Phylogenetic trees are naturally recursive. This example collects all leaf taxa whose branch length from the root exceeds a threshold – useful for detecting fast-evolving lineages.

fn collect_distant_leaves(node, dist_so_far, threshold) {
    let current_dist = dist_so_far + (node.branch_length ?? 0.0)

    if len(node.children) == 0 then {
        # Leaf node
        if current_dist > threshold then {
            return [{name: node.name, distance: current_dist}]
        } else {
            return []
        }
    }

    # Internal node: recurse into children and concatenate results
    node.children
        |> flat_map(|child| collect_distant_leaves(child, current_dist, threshold))
}

# Build a simple tree as nested records
let tree = {
    name: "root", branch_length: 0.0, children: [
        {name: "primates", branch_length: 0.08, children: [
            {name: "human", branch_length: 0.1, children: []},
            {name: "chimp", branch_length: 0.12, children: []}
        ]},
        {name: "rodents", branch_length: 0.20, children: [
            {name: "mouse", branch_length: 0.35, children: []},
            {name: "rat", branch_length: 0.33, children: []}
        ]}
    ]
}

let fast_evolving = collect_distant_leaves(tree, 0.0, 0.30)

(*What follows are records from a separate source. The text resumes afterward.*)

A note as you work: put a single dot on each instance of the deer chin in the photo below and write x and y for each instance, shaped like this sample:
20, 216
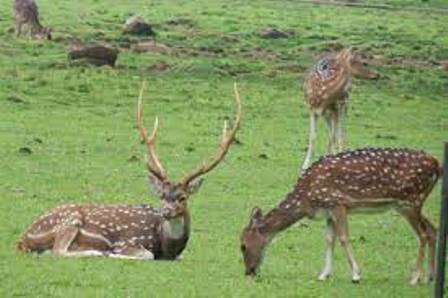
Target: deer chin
174, 228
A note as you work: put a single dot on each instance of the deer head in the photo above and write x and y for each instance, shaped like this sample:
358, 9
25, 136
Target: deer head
356, 64
43, 33
253, 243
174, 195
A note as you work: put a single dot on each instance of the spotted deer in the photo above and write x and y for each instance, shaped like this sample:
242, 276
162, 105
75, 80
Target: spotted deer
128, 231
361, 180
327, 86
26, 13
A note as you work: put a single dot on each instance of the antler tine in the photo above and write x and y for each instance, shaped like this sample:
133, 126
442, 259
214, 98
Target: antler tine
154, 165
226, 141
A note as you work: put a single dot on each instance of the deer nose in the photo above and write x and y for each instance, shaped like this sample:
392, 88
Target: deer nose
251, 272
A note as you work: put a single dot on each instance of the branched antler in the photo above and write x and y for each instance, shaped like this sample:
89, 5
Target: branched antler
154, 165
226, 141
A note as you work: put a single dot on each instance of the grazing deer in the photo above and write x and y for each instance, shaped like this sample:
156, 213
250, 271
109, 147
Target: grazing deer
361, 180
327, 88
128, 231
26, 13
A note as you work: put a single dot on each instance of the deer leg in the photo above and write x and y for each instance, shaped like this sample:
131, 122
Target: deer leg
19, 29
133, 253
311, 141
330, 240
339, 216
413, 216
340, 125
63, 239
330, 120
431, 236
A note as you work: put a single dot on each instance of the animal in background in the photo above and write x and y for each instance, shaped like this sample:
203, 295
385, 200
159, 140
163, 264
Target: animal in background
26, 13
366, 180
327, 87
128, 231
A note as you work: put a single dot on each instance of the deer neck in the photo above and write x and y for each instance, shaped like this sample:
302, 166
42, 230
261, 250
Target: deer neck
174, 235
279, 219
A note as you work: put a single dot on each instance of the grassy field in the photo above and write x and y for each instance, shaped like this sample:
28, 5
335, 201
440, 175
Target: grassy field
68, 134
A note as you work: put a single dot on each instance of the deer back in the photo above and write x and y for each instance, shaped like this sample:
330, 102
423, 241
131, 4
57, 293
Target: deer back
114, 226
404, 175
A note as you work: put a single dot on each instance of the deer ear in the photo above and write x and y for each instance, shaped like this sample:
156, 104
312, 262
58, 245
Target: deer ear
255, 217
157, 185
194, 186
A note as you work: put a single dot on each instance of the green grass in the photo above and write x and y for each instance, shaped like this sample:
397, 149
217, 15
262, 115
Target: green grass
79, 123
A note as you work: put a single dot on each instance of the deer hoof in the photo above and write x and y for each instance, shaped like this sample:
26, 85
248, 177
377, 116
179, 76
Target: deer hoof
415, 279
356, 278
323, 276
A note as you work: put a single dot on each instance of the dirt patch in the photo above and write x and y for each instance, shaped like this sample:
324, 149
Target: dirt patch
184, 22
159, 67
259, 53
138, 26
293, 68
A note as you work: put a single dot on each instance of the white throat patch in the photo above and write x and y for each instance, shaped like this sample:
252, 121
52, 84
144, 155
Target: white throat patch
174, 228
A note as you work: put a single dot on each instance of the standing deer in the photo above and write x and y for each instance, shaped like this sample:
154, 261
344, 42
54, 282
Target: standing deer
128, 231
26, 13
372, 179
327, 88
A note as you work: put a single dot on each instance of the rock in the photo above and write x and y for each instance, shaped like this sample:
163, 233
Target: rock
273, 33
138, 26
96, 55
150, 46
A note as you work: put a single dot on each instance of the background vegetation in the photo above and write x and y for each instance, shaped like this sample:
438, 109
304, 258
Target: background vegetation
67, 134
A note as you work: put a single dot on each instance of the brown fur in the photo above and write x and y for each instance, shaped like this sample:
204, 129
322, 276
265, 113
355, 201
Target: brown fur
352, 180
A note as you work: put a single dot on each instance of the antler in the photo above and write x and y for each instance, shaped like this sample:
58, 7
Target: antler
226, 141
154, 165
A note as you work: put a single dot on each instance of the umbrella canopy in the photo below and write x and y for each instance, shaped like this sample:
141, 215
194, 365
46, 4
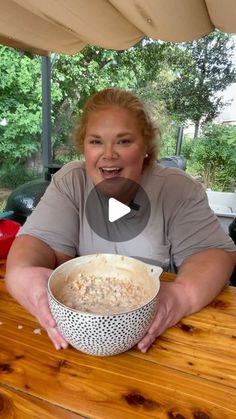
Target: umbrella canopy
66, 26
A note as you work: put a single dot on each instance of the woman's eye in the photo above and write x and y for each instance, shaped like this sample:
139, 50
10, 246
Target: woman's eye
95, 142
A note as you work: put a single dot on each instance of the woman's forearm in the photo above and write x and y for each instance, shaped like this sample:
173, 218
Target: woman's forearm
203, 276
30, 251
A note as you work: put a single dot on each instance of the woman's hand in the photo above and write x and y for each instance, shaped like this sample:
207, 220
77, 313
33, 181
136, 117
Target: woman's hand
173, 305
32, 294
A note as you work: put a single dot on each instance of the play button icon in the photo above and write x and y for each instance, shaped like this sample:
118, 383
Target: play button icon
116, 210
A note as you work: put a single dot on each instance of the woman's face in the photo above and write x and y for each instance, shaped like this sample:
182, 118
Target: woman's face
113, 145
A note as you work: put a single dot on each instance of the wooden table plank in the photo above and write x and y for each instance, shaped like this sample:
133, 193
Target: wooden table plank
18, 405
190, 372
95, 386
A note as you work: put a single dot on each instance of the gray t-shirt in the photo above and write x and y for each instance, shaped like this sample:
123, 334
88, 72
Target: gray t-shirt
181, 222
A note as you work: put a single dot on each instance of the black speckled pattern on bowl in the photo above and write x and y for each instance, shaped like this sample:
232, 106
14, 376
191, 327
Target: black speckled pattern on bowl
103, 335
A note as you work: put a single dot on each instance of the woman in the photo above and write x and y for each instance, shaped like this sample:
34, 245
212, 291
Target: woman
117, 138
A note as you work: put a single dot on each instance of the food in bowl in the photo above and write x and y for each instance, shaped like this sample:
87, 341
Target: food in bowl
102, 294
112, 322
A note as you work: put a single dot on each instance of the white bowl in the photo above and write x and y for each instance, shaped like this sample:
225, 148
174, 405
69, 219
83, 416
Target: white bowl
105, 334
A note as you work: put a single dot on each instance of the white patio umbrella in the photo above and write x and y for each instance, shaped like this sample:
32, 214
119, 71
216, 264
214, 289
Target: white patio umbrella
66, 26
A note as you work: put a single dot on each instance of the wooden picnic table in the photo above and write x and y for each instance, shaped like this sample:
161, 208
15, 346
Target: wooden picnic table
190, 372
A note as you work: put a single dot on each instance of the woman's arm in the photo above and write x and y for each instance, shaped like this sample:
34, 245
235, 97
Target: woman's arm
29, 264
200, 279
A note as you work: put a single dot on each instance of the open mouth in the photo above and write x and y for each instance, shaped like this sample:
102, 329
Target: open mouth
110, 172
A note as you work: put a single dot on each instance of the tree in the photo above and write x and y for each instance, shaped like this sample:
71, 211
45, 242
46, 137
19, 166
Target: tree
20, 106
213, 156
78, 77
199, 71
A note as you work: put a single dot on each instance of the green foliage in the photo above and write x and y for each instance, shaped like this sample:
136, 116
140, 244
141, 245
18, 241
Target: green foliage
213, 156
20, 106
12, 177
198, 70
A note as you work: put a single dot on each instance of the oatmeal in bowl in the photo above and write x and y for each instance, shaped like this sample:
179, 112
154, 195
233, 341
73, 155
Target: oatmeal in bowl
104, 304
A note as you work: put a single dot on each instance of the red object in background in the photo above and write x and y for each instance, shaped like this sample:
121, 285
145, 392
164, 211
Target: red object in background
8, 231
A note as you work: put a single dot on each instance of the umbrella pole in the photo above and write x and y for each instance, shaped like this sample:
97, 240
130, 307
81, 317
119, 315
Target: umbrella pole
46, 114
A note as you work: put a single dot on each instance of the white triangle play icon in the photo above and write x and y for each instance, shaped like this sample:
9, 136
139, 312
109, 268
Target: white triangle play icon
116, 210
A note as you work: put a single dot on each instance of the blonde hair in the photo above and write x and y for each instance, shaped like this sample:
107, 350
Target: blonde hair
125, 100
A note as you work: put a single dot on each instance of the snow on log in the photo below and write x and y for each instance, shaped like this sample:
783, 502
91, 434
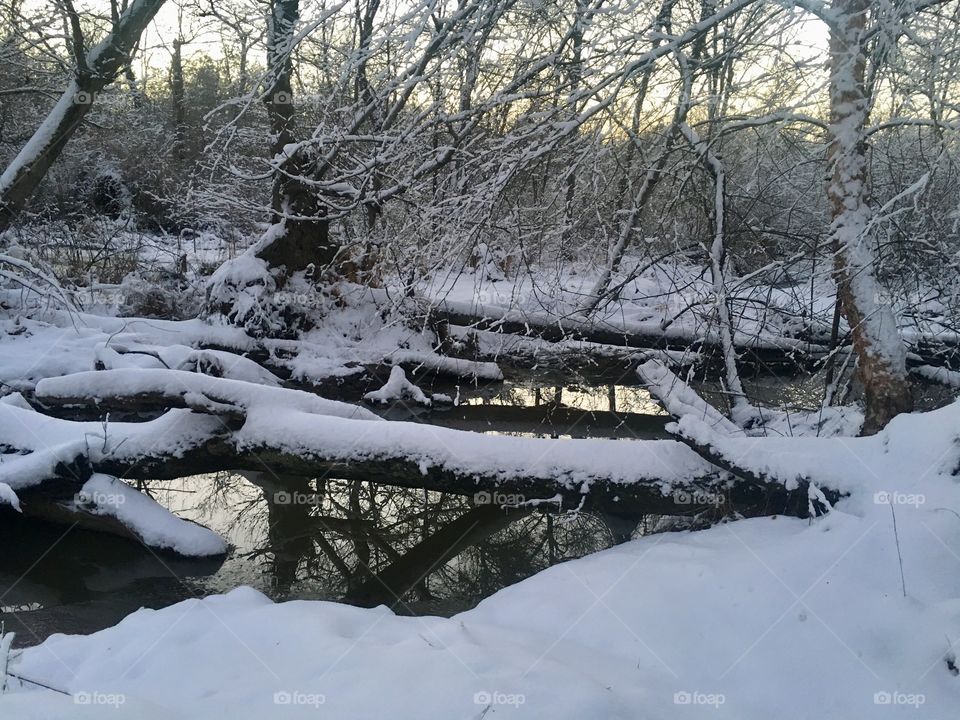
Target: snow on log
624, 477
398, 388
762, 348
147, 388
156, 526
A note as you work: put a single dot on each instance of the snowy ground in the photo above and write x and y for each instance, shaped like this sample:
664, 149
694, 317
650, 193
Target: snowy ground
853, 615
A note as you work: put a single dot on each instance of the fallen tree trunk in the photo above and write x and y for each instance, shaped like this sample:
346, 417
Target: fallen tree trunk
288, 434
773, 353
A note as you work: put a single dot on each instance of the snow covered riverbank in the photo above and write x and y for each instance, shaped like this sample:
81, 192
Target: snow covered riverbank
851, 615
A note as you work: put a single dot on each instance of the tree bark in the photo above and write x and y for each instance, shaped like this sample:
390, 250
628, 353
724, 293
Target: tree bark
95, 70
879, 349
295, 206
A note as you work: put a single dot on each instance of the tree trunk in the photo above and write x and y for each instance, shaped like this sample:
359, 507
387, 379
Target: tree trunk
96, 69
880, 351
295, 206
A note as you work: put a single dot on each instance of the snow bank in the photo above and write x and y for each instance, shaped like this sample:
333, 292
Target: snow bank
751, 620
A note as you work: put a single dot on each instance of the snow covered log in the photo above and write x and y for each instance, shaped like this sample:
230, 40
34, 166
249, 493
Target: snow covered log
321, 438
765, 351
105, 504
147, 389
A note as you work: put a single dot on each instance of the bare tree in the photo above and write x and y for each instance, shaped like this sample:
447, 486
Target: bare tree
94, 69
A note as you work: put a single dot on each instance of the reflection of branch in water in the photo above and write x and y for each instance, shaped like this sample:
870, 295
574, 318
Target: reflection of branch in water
393, 582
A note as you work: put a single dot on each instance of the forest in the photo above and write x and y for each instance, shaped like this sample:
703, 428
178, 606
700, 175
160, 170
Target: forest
534, 358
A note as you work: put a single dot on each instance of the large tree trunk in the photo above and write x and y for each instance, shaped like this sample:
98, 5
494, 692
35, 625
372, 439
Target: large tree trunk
296, 209
95, 70
878, 346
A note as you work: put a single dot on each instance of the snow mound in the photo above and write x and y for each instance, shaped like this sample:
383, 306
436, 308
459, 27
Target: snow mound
852, 615
396, 388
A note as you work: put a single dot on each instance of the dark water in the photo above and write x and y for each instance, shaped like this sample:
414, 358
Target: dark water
419, 552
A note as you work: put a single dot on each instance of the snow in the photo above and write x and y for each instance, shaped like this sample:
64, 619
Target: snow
155, 525
398, 387
748, 620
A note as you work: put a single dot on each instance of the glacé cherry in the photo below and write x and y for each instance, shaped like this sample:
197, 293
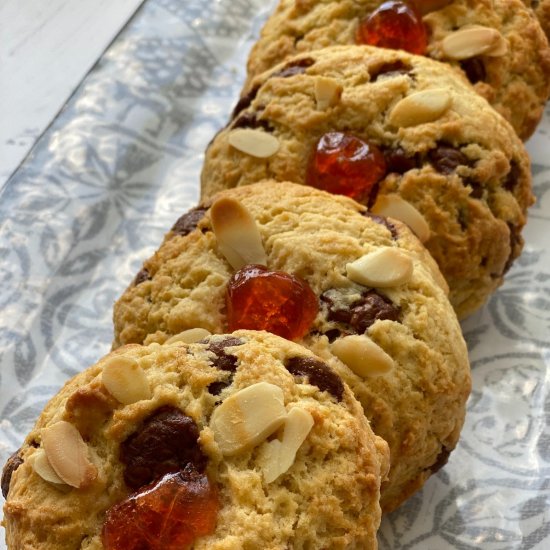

fast_evolving |> each(|taxon|
    print(taxon.name + " => total branch length " + to_string(taxon.distance))
)
# mouse => total branch length 0.55
# rat => total branch length 0.53

Summary

FeatureSyntaxUse Case
Functionfn name(params) { }Named, reusable computation
Default paramsfn f(x, k: 10) { }Flexible call sites
Where clausefn f(x) where x > 0 { }Precondition contracts
Closure|x| exprInline predicates, callbacks
Block closure|x| { stmts }Multi-step anonymous logic
@memoize@memoize fn f() { }Cache repeated computations
RecursionSelf-call in bodyTrees, dynamic programming

Functions and closures are the building blocks that the rest of BioLang – pipelines, parallel maps, and the standard library – is built upon. Master them and every subsequent chapter becomes easier.